É possível afirmar, então, que a abertura da congregação batista do bairro da Lagoinha sinalizava o início da “destradicionalização” e da perda de força da tradição religiosa batista. Além disso, a abertura da congregação batista no bairro da Lagoinha aponta para uma exaustão iniciada no protestantismo histórico, bem como, para a busca por novas alternativas de representação simbólica, o que culminaria nos anos de 1950 no surgimento das campanhas de “avivamento espiritual” e no avanço da pentecostalização, segundo Campos (1996:95). É, portanto, na década de 1950, de acordo com Sandra Duarte de Souza (2001:159-160), que os indivíduos começaram a ganhar espaço para a formulação de um “cardápio religioso” mais adaptado aos novos tempos. Isso significou que o jeito válido de praticar a fé cristã segundo os moldes batistas, começava a ser reconfigurado e que já não podia mais ser interpretado e nem vivenciado de maneira tão uniforme.

A abertura da congregação batista no bairro da Lagoinha pode ser explicada também como estando relacionada à movimentação e efervescência religiosa da década de 1950. Segundo Tognini e Almeida (2007:86) foi no clima de busca de uma vida espiritual mais rica, mais

abundante em graça, e com desejo de avivamento que surgiu a proposta de criar uma nova igreja. Essa movimentação e efervescência fizeram parte de uma “segunda onda” de pentecostalização do campo religioso brasileiro, conforme expressa Freston e cuja ênfase estava nos “dons de falar em línguas” e de “fazer milagres e curas”.

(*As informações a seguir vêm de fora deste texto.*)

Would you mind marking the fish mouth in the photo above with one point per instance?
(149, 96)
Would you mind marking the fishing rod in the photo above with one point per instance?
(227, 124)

“Somente a partir dos anos cinquenta o pentecostalismo decolou; eu diria que foi na segunda metade dos anos cinquenta. A segunda onda se deu nos anos cinqüenta quando a urbanização se acelerava e, em alguns lugares, (...) formava-se uma sociedade de massas. (...) e essa nova sociedade de massas possibilita um novo tipo de pentecostalismo que rompe com as limitações dos modelos existentes” (FRESTON, 1996, p. 21).

Na prática, um amplo processo de transformação da sociedade fazia parte do cenário que influenciou a abertura da IBL, o que também refletia na recomposição e alteração do campo religioso. Pressupomos que a transformação da sociedade é relativa à recomposição e alteração do campo religioso e que a efervescência religiosa ocorrida na década de 1950 está associada ao avivalismo e à pentecostalização das igrejas. Na verdade, todo esse processo se tornou um elemento facilitador para a inserção do pentecostalismo nas denominações protestantes, fazendo surgir novas igrejas e novos segmentos religiosos. O avivalismo, e mais precisamente, o pentecostalismo, podem ser considerados um movimento espiritual, uma “experiência religiosa do divino”, conforme Bernardo L. Campos Morante (1996:50), que não tem fronteiras de confessionalidade, ideologias, identidades e territórios.